# What are my chuck options?



## AlmostHandy (Aug 2, 2010)

I've included a couple of pictures of the end of my spindle, and the spur that threads into it. 

The faceplate is 5⅞" diameter. 

The drive spur that came with it is missing a tooth, and I'd really like to replace it, unfortunately, I'm not finding any compatible options. The spur appears to have about a ½"16TPI thread. Are there any adapters or attachments that would allow me to use a decent chuck with this lathe?

Let me know if you need any more info about what I have. 


I've also been considering something similar to this.
Chuck Construction

I thought I could cut some 2x2 angle iron into a few pieces, and tap one end for some set screws like that guy did in the picture, and anchor them to the faceplate. I would leave the spur in so I could accurately center blanks. 

Does that sound feasible?


----------



## BernieW (Sep 12, 2006)

Chucking options will depend on what your spindle threads are. If 3/4" X 16 tpi you can still find chucks for those. Most common are 1" X 8 tpi or 1 1/4" X 8 tpi and go up from there. Your spindle threads will determine what chuck you will be able to use.


----------



## gal turner (Mar 3, 2010)

what is the daimeter of your headstock spindle & what is the pitch of the threads? That determines what chuck arrangement you need. It can be anything..1x12, 1x8, 3/4 x 16..there's many many more too...find that out & you are in business..good luck


----------



## gal turner (Mar 3, 2010)

I have dial-up and did not see the picture until I went back after writing the above..that is an odd spur center..threaded is odd..mostly things are morse taper #1 or 2 or 3..Do you have a friend who understands lathes? If so, before you invest anything in this, get her/his opinion..it may be that it was collecting dust for a reason..


----------



## AlmostHandy (Aug 2, 2010)

Ok, well, the spindle is threaded for 1/2 inch with 13TPI. I confirmed this with a piece of threaded rod that I have. It matches the spur, and glides right into the spindle head. 

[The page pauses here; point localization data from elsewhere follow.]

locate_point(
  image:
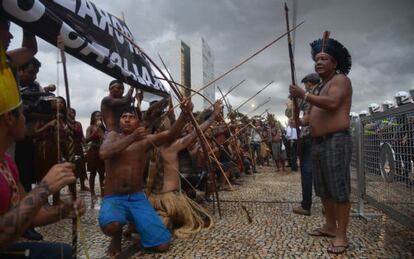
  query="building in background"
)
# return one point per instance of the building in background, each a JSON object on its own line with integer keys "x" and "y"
{"x": 191, "y": 65}
{"x": 202, "y": 72}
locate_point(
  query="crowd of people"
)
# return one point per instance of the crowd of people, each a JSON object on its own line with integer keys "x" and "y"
{"x": 156, "y": 170}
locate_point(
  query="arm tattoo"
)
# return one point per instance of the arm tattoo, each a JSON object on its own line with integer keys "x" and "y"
{"x": 14, "y": 222}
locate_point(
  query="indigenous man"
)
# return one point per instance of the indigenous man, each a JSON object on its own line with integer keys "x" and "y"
{"x": 332, "y": 145}
{"x": 18, "y": 210}
{"x": 176, "y": 209}
{"x": 113, "y": 104}
{"x": 310, "y": 82}
{"x": 125, "y": 155}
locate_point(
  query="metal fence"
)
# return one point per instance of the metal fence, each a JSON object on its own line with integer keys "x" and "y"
{"x": 383, "y": 162}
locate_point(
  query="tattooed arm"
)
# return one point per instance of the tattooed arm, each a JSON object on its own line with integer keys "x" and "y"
{"x": 14, "y": 222}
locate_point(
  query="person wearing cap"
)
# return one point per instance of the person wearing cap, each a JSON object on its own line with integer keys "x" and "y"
{"x": 114, "y": 103}
{"x": 332, "y": 145}
{"x": 310, "y": 81}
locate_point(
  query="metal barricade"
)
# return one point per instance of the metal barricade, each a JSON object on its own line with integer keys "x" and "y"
{"x": 383, "y": 162}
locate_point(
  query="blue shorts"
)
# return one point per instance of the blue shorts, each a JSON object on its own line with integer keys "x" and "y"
{"x": 135, "y": 208}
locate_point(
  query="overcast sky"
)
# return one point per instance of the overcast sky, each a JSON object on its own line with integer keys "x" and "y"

So, now can I just find an adapter that will go from my 1/2"X13TPI to something more standard for a lathe chuck? That shouldn't be too hard, eh?


----------



## gal turner (Mar 3, 2010)

Whoanelly..when we lathe folks talk of threaded spindles, we mean threaded on the outside, NOT the inside..the inside of the spindle is a morse taper..all chucks, faceplates etc, are for this system...Your pitch is unheard of to woodturners.You would have to have a machinist make you an adaptor..If you want to fool with this, be my guest..If I am understanding your set-up, you have real problems, and it will take $$$$ just to be able to turn spindles..bowls will be impossible with today's chucks. My only other thought is it is rigged up like a shopsmith. unusual non threaded spindle..you could check with shopsmith and see. Go to a woodworking store and look at todays's lathes..visually compare them..you'll see your problem.. good luck


----------



## AlmostHandy (Aug 2, 2010)

Yeah, it's apparently pretty odd to have the spindle threads on the inside. 

So, here's what I'm going to do. I'm going to have a custom adapter made. 

It will start out as being a piece of 1"-8TPI x 1 3/4" long allthread, and I'm going to have a local shop turn one end down to 1/2"-13TPI x 1" long, so I'll essentially have a double end shoulder stud. 

I think it will work pretty good, (time will tell, I suppose). A local aerospace machine shop referred me to a friend of his with a home-shop, so I should be able to get it done for a pretty reasonable price! Keep in mind that I'm in Boeing Country. We have machinists like Hollywood has actors.


Indeed, not having any Morse Tapers is a bit of a setback. There are a lot of cool tools and chucks that fit the MT standard. 

I've decided that I'm not going to worry about that with this lathe. I'll be able to turn between centers, and if my Scroll Chuck Adapter fails, I'll just build donut chucks for hollowing vessels.


----------